Other Fathers of the Church speak in the same way of Holy Communion:
“If it is daily bread,” says Saint Ambrose, “why do you partake of it but once a year?... Receive it every day in order that every day you may benefit by it. Live in such a manner that you may deserve to receive it every day, for he who does not deserve to receive it every day will not deserve to receive it at the end of the year.... Do you not know that every time the Holy Sacrifice is offered, the death, resurrection and ascension of our Lord are renewed to the atonement of sin? And yet you will not partake daily of this Bread of Life! When one has received a wound does he not seek a remedy? Sin which holds us captive is our wound: our remedy is in this ever adorable Sacrament.”
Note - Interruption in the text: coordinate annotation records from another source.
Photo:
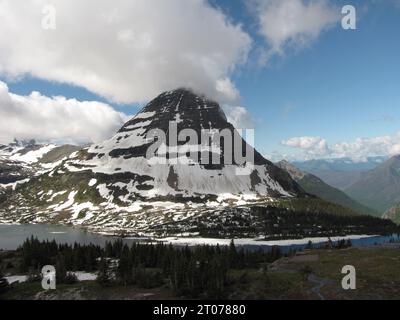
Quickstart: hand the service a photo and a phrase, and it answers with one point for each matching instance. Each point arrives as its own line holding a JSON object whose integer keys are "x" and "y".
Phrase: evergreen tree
{"x": 4, "y": 286}
{"x": 104, "y": 275}
{"x": 61, "y": 271}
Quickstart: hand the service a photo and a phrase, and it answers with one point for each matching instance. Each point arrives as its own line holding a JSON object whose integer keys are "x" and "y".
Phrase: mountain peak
{"x": 294, "y": 172}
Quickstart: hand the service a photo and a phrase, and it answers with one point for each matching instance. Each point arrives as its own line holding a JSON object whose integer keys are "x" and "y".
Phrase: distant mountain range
{"x": 393, "y": 214}
{"x": 379, "y": 188}
{"x": 340, "y": 173}
{"x": 374, "y": 183}
{"x": 114, "y": 187}
{"x": 314, "y": 185}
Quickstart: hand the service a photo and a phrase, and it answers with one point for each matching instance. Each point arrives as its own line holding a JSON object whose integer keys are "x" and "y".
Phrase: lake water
{"x": 12, "y": 236}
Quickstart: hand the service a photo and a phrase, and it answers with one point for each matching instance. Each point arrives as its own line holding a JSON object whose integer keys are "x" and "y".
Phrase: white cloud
{"x": 239, "y": 117}
{"x": 55, "y": 119}
{"x": 293, "y": 23}
{"x": 313, "y": 146}
{"x": 126, "y": 51}
{"x": 359, "y": 149}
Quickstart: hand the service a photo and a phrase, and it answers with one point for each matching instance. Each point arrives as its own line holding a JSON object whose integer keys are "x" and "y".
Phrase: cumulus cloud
{"x": 126, "y": 51}
{"x": 313, "y": 146}
{"x": 55, "y": 119}
{"x": 293, "y": 23}
{"x": 359, "y": 149}
{"x": 239, "y": 117}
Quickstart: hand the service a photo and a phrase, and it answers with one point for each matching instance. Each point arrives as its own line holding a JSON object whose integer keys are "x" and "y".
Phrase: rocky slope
{"x": 114, "y": 185}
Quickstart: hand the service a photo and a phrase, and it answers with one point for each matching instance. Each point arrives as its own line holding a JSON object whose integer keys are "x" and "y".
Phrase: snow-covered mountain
{"x": 116, "y": 185}
{"x": 20, "y": 161}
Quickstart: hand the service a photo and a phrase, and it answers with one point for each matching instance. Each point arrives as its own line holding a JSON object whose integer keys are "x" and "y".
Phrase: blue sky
{"x": 341, "y": 86}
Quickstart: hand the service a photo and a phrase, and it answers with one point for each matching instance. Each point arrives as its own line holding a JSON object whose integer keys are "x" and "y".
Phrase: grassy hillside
{"x": 379, "y": 188}
{"x": 315, "y": 186}
{"x": 393, "y": 214}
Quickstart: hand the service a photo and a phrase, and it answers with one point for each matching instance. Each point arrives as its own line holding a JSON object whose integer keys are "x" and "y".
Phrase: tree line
{"x": 200, "y": 271}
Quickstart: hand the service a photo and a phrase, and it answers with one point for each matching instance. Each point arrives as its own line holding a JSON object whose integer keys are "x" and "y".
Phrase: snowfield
{"x": 255, "y": 242}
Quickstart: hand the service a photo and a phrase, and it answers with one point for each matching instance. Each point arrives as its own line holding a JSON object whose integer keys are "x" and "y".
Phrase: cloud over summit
{"x": 126, "y": 51}
{"x": 55, "y": 119}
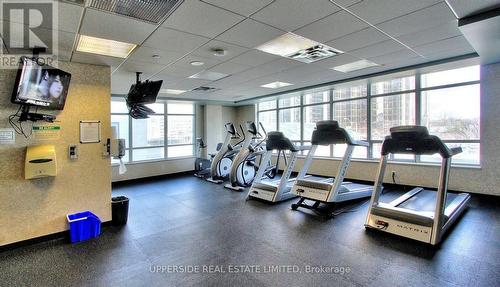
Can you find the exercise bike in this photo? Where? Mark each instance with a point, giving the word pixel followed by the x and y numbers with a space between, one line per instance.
pixel 221 164
pixel 244 167
pixel 202 164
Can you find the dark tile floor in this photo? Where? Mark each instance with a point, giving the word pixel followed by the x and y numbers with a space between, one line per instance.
pixel 184 221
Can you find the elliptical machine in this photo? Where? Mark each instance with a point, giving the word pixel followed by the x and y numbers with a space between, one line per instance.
pixel 202 164
pixel 244 167
pixel 221 164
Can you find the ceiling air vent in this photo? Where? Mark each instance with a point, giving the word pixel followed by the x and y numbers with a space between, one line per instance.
pixel 152 11
pixel 204 89
pixel 314 53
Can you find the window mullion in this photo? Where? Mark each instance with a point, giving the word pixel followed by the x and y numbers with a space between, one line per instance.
pixel 165 131
pixel 418 105
pixel 369 119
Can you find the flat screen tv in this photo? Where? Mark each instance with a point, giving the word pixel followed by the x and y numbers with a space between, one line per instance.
pixel 144 92
pixel 40 85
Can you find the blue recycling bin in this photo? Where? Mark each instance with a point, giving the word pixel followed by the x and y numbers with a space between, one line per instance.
pixel 83 226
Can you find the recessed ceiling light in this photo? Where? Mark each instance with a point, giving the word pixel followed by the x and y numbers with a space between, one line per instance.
pixel 208 75
pixel 104 47
pixel 172 91
pixel 298 48
pixel 275 85
pixel 197 63
pixel 354 66
pixel 219 52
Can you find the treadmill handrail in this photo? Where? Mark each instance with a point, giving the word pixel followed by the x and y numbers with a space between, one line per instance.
pixel 360 143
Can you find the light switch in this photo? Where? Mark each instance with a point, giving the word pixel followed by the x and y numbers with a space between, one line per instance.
pixel 73 152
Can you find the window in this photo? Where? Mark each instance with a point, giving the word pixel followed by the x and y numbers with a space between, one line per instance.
pixel 289 123
pixel 169 133
pixel 313 114
pixel 390 111
pixel 446 101
pixel 352 116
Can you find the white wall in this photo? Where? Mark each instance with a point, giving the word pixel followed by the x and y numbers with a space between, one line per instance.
pixel 154 168
pixel 484 179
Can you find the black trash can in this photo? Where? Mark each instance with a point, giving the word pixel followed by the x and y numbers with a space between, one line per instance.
pixel 119 210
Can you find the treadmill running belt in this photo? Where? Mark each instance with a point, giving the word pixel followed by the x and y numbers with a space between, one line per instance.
pixel 425 201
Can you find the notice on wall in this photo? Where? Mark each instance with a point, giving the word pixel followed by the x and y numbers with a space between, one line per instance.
pixel 90 132
pixel 7 136
pixel 47 132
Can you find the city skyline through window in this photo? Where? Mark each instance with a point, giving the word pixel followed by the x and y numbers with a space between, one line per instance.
pixel 447 102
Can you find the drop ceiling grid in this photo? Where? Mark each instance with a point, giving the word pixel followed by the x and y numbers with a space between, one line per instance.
pixel 245 65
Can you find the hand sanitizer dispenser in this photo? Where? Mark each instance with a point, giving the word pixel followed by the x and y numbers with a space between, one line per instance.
pixel 40 161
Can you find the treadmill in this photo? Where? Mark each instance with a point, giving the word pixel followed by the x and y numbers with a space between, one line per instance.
pixel 329 190
pixel 421 214
pixel 275 190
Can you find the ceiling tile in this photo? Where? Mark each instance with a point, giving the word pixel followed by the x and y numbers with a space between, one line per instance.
pixel 121 82
pixel 465 8
pixel 229 68
pixel 449 53
pixel 110 26
pixel 378 49
pixel 250 34
pixel 290 15
pixel 346 3
pixel 145 54
pixel 68 17
pixel 378 11
pixel 208 62
pixel 356 40
pixel 337 61
pixel 402 55
pixel 187 84
pixel 175 41
pixel 254 58
pixel 179 71
pixel 444 31
pixel 232 51
pixel 418 21
pixel 455 43
pixel 244 8
pixel 86 58
pixel 332 27
pixel 202 19
pixel 65 41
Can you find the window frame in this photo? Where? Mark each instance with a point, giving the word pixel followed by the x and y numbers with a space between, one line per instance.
pixel 130 149
pixel 417 94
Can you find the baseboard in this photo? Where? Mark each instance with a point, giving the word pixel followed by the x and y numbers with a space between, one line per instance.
pixel 62 235
pixel 153 177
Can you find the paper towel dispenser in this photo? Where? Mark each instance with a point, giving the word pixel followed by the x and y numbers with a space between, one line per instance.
pixel 40 161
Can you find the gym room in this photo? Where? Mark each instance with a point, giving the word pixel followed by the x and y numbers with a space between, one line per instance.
pixel 249 143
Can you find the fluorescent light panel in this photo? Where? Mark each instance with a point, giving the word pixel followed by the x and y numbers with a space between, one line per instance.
pixel 354 66
pixel 208 75
pixel 286 44
pixel 276 85
pixel 172 91
pixel 104 47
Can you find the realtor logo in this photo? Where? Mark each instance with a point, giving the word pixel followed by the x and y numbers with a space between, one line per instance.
pixel 26 25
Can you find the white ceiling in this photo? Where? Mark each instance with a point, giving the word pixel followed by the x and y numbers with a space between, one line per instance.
pixel 393 33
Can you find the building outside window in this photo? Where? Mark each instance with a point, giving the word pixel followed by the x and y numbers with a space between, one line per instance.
pixel 169 133
pixel 446 101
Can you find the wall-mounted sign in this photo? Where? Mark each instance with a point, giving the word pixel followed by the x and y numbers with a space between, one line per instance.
pixel 47 132
pixel 90 131
pixel 7 136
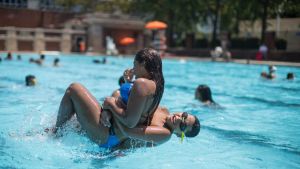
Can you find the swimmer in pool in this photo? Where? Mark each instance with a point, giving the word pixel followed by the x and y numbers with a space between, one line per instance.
pixel 145 94
pixel 203 94
pixel 79 100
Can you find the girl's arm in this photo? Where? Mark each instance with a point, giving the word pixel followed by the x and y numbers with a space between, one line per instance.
pixel 137 103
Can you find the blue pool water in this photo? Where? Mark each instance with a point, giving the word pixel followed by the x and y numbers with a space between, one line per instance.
pixel 258 126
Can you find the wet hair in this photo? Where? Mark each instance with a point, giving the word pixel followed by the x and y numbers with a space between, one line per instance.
pixel 121 80
pixel 205 93
pixel 195 129
pixel 290 75
pixel 56 60
pixel 153 65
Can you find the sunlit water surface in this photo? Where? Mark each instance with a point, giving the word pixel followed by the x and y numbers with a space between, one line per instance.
pixel 258 126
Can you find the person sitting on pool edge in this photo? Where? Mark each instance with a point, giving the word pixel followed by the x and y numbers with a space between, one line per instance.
pixel 56 62
pixel 290 76
pixel 88 113
pixel 271 74
pixel 203 94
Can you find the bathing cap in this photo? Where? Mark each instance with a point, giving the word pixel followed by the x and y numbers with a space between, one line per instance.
pixel 125 91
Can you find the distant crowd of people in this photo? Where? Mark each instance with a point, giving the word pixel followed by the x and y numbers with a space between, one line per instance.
pixel 271 74
pixel 133 111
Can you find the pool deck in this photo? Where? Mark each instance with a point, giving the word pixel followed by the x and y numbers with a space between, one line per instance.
pixel 240 61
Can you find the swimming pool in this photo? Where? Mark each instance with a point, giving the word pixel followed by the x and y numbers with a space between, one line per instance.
pixel 258 126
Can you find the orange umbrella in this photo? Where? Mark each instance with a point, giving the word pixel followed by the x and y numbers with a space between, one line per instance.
pixel 156 25
pixel 127 41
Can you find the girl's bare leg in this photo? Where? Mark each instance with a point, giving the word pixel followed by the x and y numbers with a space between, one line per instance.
pixel 79 100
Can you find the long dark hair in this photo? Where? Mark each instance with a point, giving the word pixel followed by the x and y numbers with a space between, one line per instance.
pixel 153 65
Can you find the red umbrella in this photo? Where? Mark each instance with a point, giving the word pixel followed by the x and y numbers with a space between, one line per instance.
pixel 156 25
pixel 127 41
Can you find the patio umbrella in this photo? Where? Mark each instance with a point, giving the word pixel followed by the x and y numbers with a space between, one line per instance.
pixel 156 25
pixel 127 41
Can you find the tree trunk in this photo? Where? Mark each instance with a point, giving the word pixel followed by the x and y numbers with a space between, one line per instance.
pixel 264 20
pixel 170 30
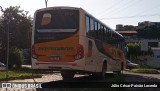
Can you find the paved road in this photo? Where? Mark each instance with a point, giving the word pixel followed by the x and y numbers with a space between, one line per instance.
pixel 54 80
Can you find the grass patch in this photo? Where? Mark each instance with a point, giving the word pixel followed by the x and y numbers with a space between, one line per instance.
pixel 119 78
pixel 22 73
pixel 145 70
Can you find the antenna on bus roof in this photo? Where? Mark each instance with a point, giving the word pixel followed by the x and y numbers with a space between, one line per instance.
pixel 46 1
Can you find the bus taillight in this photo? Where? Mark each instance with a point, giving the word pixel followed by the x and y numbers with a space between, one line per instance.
pixel 33 52
pixel 80 52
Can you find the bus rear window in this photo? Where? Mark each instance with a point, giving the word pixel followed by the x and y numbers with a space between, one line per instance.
pixel 57 19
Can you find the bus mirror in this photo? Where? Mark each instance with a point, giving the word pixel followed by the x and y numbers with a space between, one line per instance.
pixel 46 19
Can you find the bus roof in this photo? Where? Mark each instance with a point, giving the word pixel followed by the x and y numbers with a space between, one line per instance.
pixel 76 8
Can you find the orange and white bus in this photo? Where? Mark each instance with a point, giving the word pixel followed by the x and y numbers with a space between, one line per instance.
pixel 70 40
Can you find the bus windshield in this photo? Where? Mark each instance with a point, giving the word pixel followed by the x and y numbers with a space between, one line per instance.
pixel 53 25
pixel 57 19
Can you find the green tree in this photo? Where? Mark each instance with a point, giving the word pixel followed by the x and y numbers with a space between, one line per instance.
pixel 150 32
pixel 19 24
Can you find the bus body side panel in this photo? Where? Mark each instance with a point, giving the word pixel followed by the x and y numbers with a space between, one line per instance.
pixel 58 55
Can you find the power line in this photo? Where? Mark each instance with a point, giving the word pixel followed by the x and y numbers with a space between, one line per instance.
pixel 111 6
pixel 125 7
pixel 120 3
pixel 125 17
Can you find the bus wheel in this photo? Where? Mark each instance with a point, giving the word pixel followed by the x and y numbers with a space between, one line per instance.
pixel 101 75
pixel 119 72
pixel 67 75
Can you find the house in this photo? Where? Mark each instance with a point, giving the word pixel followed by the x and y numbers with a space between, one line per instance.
pixel 130 34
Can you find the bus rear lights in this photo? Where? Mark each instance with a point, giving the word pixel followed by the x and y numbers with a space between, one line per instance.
pixel 80 52
pixel 34 56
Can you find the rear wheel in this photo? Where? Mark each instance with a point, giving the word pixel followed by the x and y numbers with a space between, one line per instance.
pixel 102 75
pixel 122 68
pixel 67 74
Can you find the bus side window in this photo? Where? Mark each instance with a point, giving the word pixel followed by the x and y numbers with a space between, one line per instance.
pixel 87 25
pixel 91 31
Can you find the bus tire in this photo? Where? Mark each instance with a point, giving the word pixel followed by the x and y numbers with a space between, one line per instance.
pixel 121 69
pixel 67 75
pixel 102 74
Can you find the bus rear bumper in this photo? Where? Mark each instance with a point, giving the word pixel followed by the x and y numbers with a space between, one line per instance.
pixel 58 66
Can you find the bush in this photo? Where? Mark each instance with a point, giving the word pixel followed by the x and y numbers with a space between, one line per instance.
pixel 145 70
pixel 16 58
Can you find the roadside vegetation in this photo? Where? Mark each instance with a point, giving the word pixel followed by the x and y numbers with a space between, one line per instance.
pixel 145 70
pixel 22 73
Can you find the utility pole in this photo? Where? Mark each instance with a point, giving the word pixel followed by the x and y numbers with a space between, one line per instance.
pixel 46 2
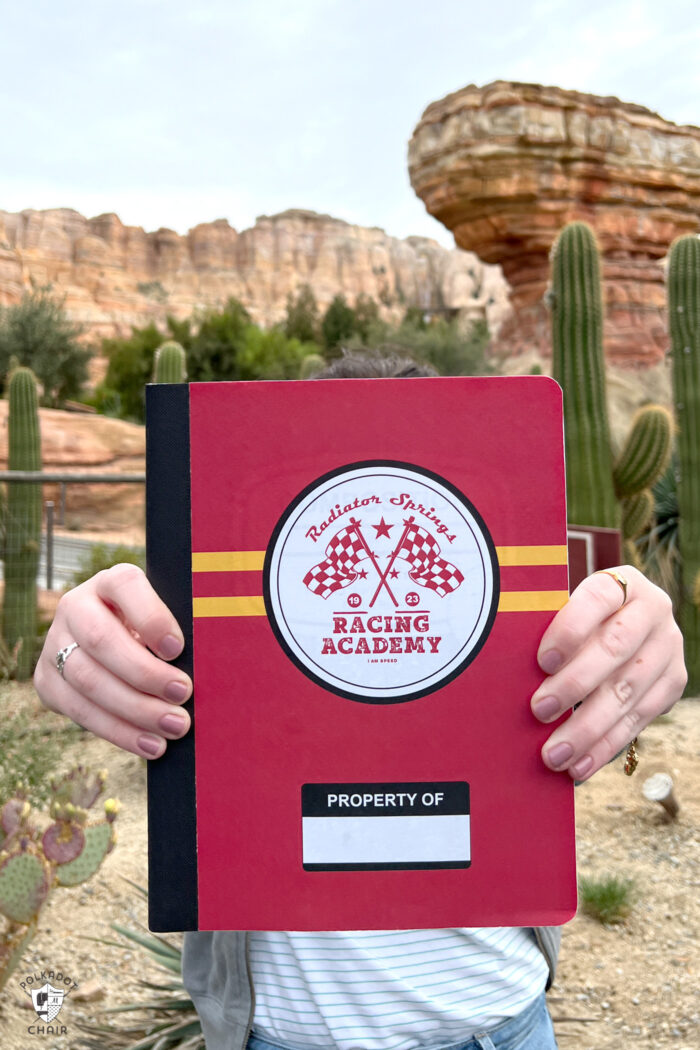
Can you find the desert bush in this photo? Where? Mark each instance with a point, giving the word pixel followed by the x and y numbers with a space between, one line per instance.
pixel 301 320
pixel 607 899
pixel 166 1020
pixel 39 335
pixel 29 753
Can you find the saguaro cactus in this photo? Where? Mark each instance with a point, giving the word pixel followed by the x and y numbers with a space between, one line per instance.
pixel 22 522
pixel 578 366
pixel 599 490
pixel 170 363
pixel 36 858
pixel 684 326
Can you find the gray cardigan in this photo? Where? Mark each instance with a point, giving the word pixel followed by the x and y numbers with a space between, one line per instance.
pixel 216 973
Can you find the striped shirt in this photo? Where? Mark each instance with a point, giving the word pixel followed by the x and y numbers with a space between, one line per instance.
pixel 391 990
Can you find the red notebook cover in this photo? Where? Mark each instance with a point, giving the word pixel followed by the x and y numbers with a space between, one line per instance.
pixel 373 565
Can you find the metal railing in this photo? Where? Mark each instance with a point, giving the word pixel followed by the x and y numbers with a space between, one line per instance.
pixel 63 479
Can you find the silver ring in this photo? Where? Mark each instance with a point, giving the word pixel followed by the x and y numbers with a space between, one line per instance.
pixel 62 656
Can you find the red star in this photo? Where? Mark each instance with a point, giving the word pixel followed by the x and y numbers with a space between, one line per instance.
pixel 382 528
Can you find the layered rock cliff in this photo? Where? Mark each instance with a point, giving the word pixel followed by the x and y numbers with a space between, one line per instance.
pixel 114 276
pixel 507 165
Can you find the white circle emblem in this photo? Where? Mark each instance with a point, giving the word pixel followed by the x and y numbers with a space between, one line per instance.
pixel 381 582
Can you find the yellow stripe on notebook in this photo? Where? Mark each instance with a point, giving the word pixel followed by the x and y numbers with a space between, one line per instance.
pixel 532 555
pixel 248 605
pixel 532 601
pixel 228 561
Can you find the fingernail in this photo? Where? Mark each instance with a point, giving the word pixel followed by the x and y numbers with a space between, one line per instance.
pixel 169 647
pixel 151 744
pixel 546 709
pixel 176 691
pixel 551 660
pixel 581 768
pixel 558 755
pixel 173 723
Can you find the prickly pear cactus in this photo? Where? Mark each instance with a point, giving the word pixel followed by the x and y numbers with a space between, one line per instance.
pixel 37 857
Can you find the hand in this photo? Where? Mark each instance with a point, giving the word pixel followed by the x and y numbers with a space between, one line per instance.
pixel 113 685
pixel 624 664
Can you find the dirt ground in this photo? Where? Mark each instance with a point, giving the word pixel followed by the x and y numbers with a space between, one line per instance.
pixel 634 985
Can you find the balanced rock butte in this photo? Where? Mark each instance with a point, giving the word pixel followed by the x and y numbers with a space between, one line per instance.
pixel 114 276
pixel 506 166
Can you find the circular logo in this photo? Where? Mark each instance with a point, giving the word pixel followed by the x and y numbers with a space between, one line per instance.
pixel 381 582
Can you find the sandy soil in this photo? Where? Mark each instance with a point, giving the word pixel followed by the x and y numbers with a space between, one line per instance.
pixel 634 985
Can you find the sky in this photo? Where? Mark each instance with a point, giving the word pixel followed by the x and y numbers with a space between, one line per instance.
pixel 172 113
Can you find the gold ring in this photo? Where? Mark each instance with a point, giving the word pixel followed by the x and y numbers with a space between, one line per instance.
pixel 619 579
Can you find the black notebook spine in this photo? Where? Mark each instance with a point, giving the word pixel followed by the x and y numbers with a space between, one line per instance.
pixel 172 853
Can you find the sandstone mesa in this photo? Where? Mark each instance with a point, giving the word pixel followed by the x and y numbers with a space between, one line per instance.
pixel 506 166
pixel 114 276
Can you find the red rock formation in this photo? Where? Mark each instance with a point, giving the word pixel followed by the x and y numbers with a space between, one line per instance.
pixel 114 276
pixel 506 166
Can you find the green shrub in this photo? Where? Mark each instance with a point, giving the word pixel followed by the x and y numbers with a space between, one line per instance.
pixel 302 321
pixel 167 1020
pixel 38 334
pixel 339 323
pixel 608 899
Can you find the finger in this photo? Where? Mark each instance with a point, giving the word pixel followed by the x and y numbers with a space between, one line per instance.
pixel 588 761
pixel 621 698
pixel 97 685
pixel 62 697
pixel 606 655
pixel 126 588
pixel 594 601
pixel 104 637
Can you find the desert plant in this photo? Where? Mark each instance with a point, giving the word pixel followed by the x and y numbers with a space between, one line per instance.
pixel 600 490
pixel 38 333
pixel 167 1020
pixel 339 322
pixel 38 856
pixel 170 365
pixel 22 523
pixel 30 751
pixel 302 321
pixel 684 326
pixel 658 543
pixel 608 899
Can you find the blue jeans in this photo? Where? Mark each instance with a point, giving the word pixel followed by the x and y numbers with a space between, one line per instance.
pixel 530 1030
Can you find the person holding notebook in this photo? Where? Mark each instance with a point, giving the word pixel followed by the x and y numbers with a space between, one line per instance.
pixel 613 656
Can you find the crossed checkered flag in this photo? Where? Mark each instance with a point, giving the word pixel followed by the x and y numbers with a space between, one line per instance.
pixel 338 569
pixel 422 550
In order that it may be plainly proved that the faithful of the present day have no reason to act differently in this respect from those of the primitive Church, let us see how this ancient discipline has been confirmed in later times by the Council of Trent:
“Christians should believe in this Sacrament and reverence it with such a firm faith, with so much fervor and piety, that they may often receive this Super-substantial Bread; that it may be, in truth, the life of their soul and the perpetual health of their spirit, and that the strength they derive therefrom may enable them to pass from the temptations of this earthly pilgrimage to the repose of their heavenly fatherland.... The Council would have the faithful receive Communion each time they assist at Mass, not only spiritually, but sacramentally, that they may derive more abundant fruit from the Holy Sacrifice.”*
4. The evening before your Communion devote some little time to recollection in order to ponder the inestimable gift that God is about to bestow upon you, and endeavor also to excite in your soul the desire and the hope of finding therein your delight.
5. Do not conclude that you derive no benefit from Holy Communion because you find no perceptible increase in your virtues. Consider that it at least serves to keep you in a state of grace. You give nourishment to your body every day but you do not pretend to say that it daily gains in strength. Does food appear useless to you on that account? Certainly not; for, though it fail to augment strength, it preserves it by repairing the constant waste. Now, this is precisely the case with the divine Food of our souls.
*Observe, moreover, that there is no real increase in virtue without a corresponding growth in humility. Consequently the more virtuous you are the less so you will esteem yourself; the worthier you are to approach your God, the more profoundly will you feel your unworthiness. For man, no matter to what degree of virtue he attain, cannot be otherwise than weak and sinful here below, and he realizes his baseness more and more distinctly in proportion to his advancement in grace and in light.
Fénelon speaks as follows on the same subject: “Hitherto you lacked the light to discover in your soul many movements of our malicious and depraved nature, which now begin to reveal themselves to you. In proportion as light increases we find ourselves more corrupt than we supposed: but we should be neither surprised nor discouraged, for it is not that we are in reality worse than we were,—on the contrary we are better,—but because whilst our sinfulness decreases the light which shows it to us increases.”*
6. Do not fear that you are ill-prepared for Holy Communion and abuse the Sacrament because in receiving it you are cold, indifferent, and devoid of feeling. This is a trial sent or permitted by God to test your faith and to advance you in merit. All that has been said in regard to dryness in prayer might be repeated here. Try to have an abiding desire to feel for the Blessed Eucharist as ardent transports of love as were ever experienced by the saints. A desire is equivalent before God to the thing desired, as I have already quoted for you from Saint Gregory the Great; therefore you should be satisfied with this when you can attain nothing higher. Everything over and above this is grace, not merit.
7. If you dare not receive Holy Communion often because you are not worthy, then you must never receive it, for you will never be worthy. What creature could be worthy to receive a God? Nay more, to follow out this principle We should have to abandon the practice of visiting churches and of speaking to God in prayer; for a miserable, sin-stained human being is unfit to enter the House of the Lord or to converse with Him.